あれから、ぶっ通しで2時間ほど海でばしゃばしゃやって、さすがに疲れて一休みというところだ。
「祐一さん、あゆちゃん、いらっしゃい」
秋子さんが手招きした。俺とあゆは顔を見合わせて、起きあがった。
「なんだろう?」
「行ってみればわかるよ、きっと」
あゆの言うとおりだが、何故か俺の本能が警告を発している。
とはいえ、行かないわけにもいくまい。
俺は、秋子さんのところに歩み寄った。後からあゆもちょこちょことついてくる。
「どうしたんですか、秋子さん?」
「そろそろ3時でしょう? おやつでもいかがですか?」
にこっと笑いながら、秋子さんはクーラーボックスを開けた。
「わぁい。ボク、秋子さん大好きっ」
大喜びで手を叩くあゆ。
と、その顔が引きつった。
「それじゃ、用意しますから、少し待っててくださいね」
そう言いながら秋子さんがクーラーボックスから出したその瓶! その中に詰め込まれた、凶悪なオレンジ色のその物体はっ!!
俺はあゆの肩にぽんと手を置いた。
「あゆ、短い付き合いだったな」
「わぁっ、祐一くん、逃げないでようっ! ボクを一人にしないでぇっ!」
夜に俺の部屋にやって来て言うせりふなら、それはそれで嬉しいかもしれないが、今はそんな場合ではない。俺はふっとため息をついた。

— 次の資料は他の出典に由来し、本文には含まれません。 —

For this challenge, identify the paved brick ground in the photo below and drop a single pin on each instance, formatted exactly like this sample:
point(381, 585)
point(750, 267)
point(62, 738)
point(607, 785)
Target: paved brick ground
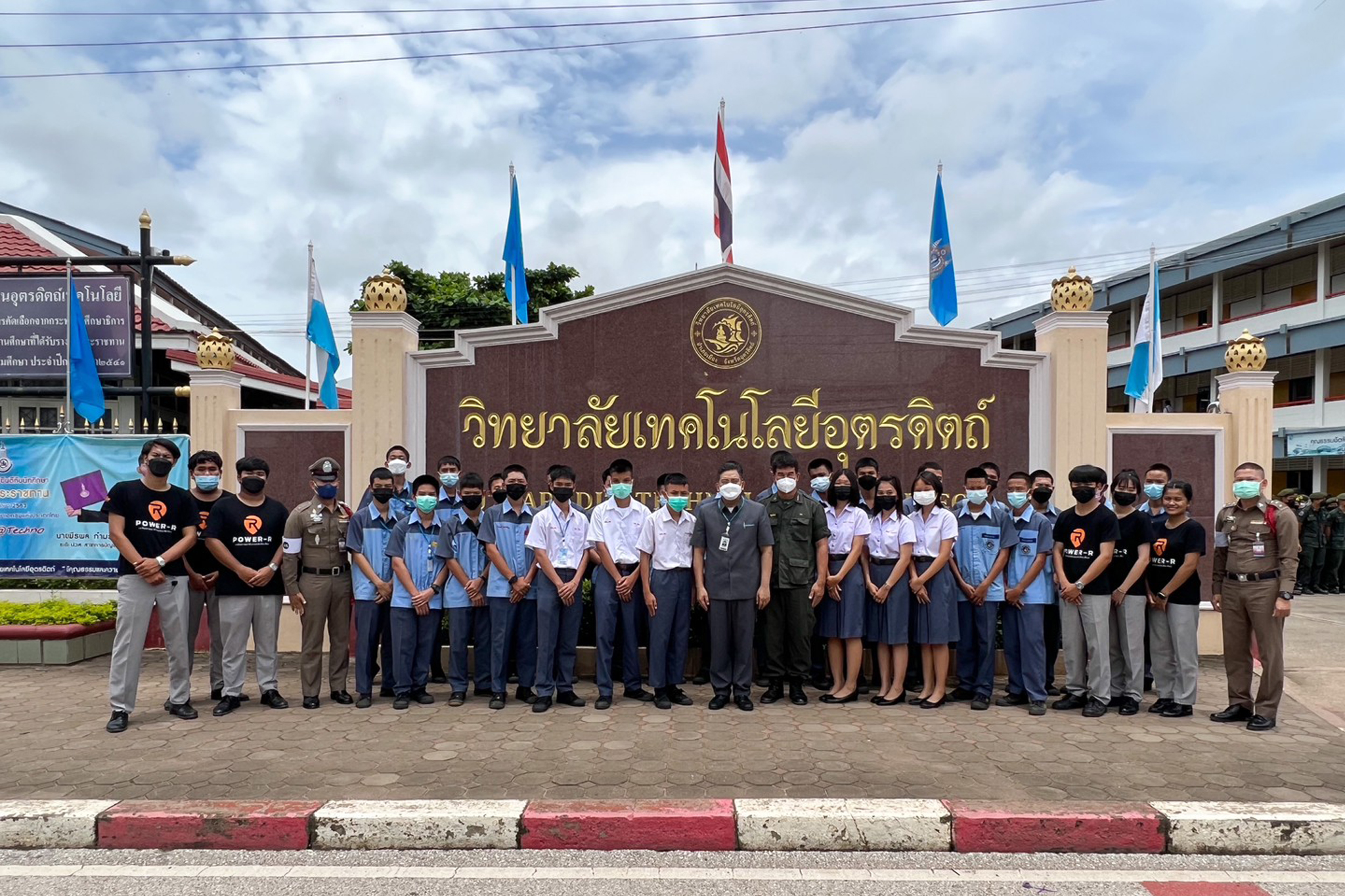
point(54, 746)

「あゆ、男には一人で戦わねばならん時があるのだ。俺は暖かく見守るぞっ!」
「うぐぅ……。ボク、女の子……」
「そうか。俺は男だから、一人で紅茶の館アッシムに行かなければならんのだ」
「それを言うなら紅茶の店アッサムだよっ!」
「あらあら、仲がいいのねぇ」
にっこり笑う秋子さん。
と、名雪が戻ってきた。
「ただいまぁ、おかあさ……」
セリフが途切れたのは、言うまでもなく秋子さんの手にした瓶を見たせいである。
くるっと体を反転させる名雪。
「さぁっ、わたしもうすこし泳いで来るよっ!」
「待ていっ!!」
「待ってよ、名雪さんっ!」
慌てて名雪にすがりつく俺とあゆ。うぉっ、それでも引きずられるっ!
「はっ、放してよ、祐一、あゆちゃん!」
そう言いながら、俺とあゆをずるずると引きずって離れようとする名雪。あの体のどこにそんなパワーが秘められているのか。さすがνガンダムは、じゃない、陸上部部長は伊達じゃない。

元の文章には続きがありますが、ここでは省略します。